Your last chance to volunteer as a camp leader for this summer. Plus a chance to help run a festival in Wales, and some important news about training
Leader training, Cavalcade...
Coming soon: summer Canal Camps 2010 As usual we’ve got an excellent programme of camps planned for this summer with a variety of interesting work on an assortment of sites. But before we tell you all about them on the following pages, we’ve just got one small matter to sort out first...
Final call for canal camp leaders for 2010 This is going to be the last chance for me to beg and plead with you all via Navvies to be a leader for this years summer camps. I would like to thank everyone who has kindly volunteered to lead, assist or cook on a camp - and as you can see from the updated chart opposite we’ve filled in a lot of the gaps since last time. I do have to say, though, for all of you out there who haven’t been asked and would like to be part of a camp leadership team, to please get in touch with myself or Jenny Black at head office. We can only ask the people we think of.
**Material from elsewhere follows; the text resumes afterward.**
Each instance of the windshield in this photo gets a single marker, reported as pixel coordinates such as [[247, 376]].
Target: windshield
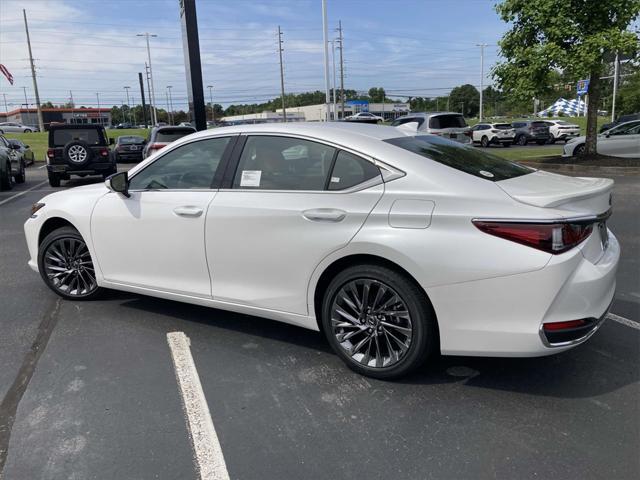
[[92, 136], [171, 134], [465, 159], [447, 121]]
If we haven’t thought of you, it may well be down to us not knowing you are interested, or I could be spending time being at work far too many hours, or it might be that we don’t actually know you as we haven’t been on a camp that you have been on, or it could simply be down to me being forgetful and thinking I have asked you when I haven’t! So don’t sit there feeling sorry for yourself because you haven’t been asked - get in touch. We do still have some gaps left that need filling and as much as I love wrg, I don’t fancy leading 5 camps this summer!!! The camps programme is shaping up to be another good one with the work and hopefully the weather will be on our side too, unlike this winter was! Please see the list of camps and the gaps we still need to fill, and think about whether you can fill one of them. If you could come back to us with a complete leadership team, that would be even better still. You know who you get along with, where as we have a good idea, but would hate to put you with someone who turns out to be the most annoying person because they pick their nose constantly and talk about Land Rovers and diffs and top dead centres! (Not that we have any people like that in WRG...) And if you do fancy leading a camp and haven’t done it before, see below about the Leader Training Day. Thank you all who have come forward so far and I hope you have a brilliant camp. Happy camping everyone. James Butler (firstname.lastname@example.org)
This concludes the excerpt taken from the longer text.